Bug 406571 - False "invalid charachter" while opening utf-8 files (NULL character?)
Summary: False "invalid charachter" while opening utf-8 files (NULL character?)
Status: RESOLVED FIXED
Alias: None
Product: kate
Classification: Applications
Component: part (other bugs)
Version First Reported In: unspecified
Platform: Ubuntu Linux
: NOR normal
Target Milestone: ---
Assignee: KWrite Developers
URL:
Keywords:
Depends on:
Blocks:
 
Reported: 2019-04-15 16:45 UTC by Daniel Klein
Modified: 2019-05-18 18:24 UTC (History)
2 users (show)

See Also:
Latest Commit:
Version Fixed/Implemented In:
Sentry Crash Report:


Attachments
Text file containing invalid charachters (119 bytes, text/x-log)
2019-04-15 16:45 UTC, Daniel Klein
Details

Note You need to log in before you can comment on or make changes to this bug.
Description Daniel Klein 2019-04-15 16:45:09 UTC
Created attachment 119422 [details]
Text file containing invalid charachters

This happens all the time. Enabling write-mode and saving the file does not solve it. Other editors (eg Leafpad) have no issues. Hex editor showed no special charachters. Neither did trying to grep for NULL etc.

These are important log files I work on all day long - so I have to disable the "read only mode" every 5 minutes for 8 hours (!). 
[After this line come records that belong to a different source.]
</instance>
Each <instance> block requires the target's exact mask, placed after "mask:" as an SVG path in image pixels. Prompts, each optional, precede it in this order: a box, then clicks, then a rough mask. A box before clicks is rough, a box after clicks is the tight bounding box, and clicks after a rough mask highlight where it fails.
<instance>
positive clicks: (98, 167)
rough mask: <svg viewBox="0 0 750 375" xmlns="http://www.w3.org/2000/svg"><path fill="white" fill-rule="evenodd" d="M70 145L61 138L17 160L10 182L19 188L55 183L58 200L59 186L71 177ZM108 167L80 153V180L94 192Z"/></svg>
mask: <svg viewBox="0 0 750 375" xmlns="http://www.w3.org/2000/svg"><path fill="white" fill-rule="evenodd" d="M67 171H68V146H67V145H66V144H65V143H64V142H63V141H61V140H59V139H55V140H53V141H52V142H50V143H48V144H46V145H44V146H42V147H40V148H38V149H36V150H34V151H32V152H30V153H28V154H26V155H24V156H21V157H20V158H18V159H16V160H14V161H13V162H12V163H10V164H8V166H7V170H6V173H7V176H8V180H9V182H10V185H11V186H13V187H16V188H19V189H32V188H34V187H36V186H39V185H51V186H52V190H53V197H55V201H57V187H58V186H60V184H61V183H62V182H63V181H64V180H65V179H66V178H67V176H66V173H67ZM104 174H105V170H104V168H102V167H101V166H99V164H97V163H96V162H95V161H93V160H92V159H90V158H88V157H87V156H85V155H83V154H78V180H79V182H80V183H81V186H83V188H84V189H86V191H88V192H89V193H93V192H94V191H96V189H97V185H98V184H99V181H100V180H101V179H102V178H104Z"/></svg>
It happens also with other kate-related editors/frontends, like KrViewer in Krusader, so I will have to move the entire DE to gnome.. (need simple code highlight and minimal DE- no big editors).

This is a log file created by other servers so I can't 'avoid using NULL'. 

Now adding "edit anyway" button won't help -- because after saving the message will return: Kate won't 'clean' the invalid charachters, so it is a FALSE WARNING. I wish it would corrupt the file, thus end the warnings ;) But it does nothing. Just warning and disable editing. Repeatidly.

This behaviour is simply wrong. Control charachters are not 'invalid'.

STEPS TO REPRODUCE
1. Open the file.

OBSERVED RESULT
"The file _sched.log was opened with UTF-8 encoding but contained invalid characters.
It is set to read-only mode, as saving might destroy its content.
Either reopen the file with the correct encoding chosen or enable the read-write mode again in the tools menu to be able to edit it."


EXPECTED RESULT
Allow to edit normaly? 
Provide a button to remove or at least show the "invalid" charachters? 

KDE Frameworks 5.36.0
Qt 5.6.1 (built against 5.6.1)
Kate Part Version 5.36.0
Comment 1 Daniel Klein 2019-04-15 16:48:52 UTC
If it's relevant: 

Linux 4.4.0-142-generic #168-Ubuntu SMP Wed Jan 16 21:00:45 UTC 2019 x86_64 
x86_64 x86_64 GNU/Linux

Distributor ID: Ubuntu
Description:    Ubuntu 16.04.5 LTS
Release:        16.04
Codename:       xenial
Comment 2 Christoph Cullmann 2019-05-18 18:23:09 UTC
Git commit e1bb897f3e53a5778ffbab41b8a17c238d2f3ebf by Christoph Cullmann.
Committed on 18/05/2019 at 18:22.
Pushed by cullmann into branch 'master'.

improve invalid character check on loading
don't use the ConvertInvalidToNull variant + check for null chars but
check the invalidChars field of the decoder state
allows to load files with 0 bytes

M  +4    -10   src/buffer/katetextloader.h

https://commits.kde.org/ktexteditor/e1bb897f3e53a5778ffbab41b8a17c238d2f3ebf
Comment 3 Christoph Cullmann 2019-05-18 18:24:01 UTC
Thanks for the report, the invalid character check was not ok for the case of null characters, sorry.
The new code opens your file without issues.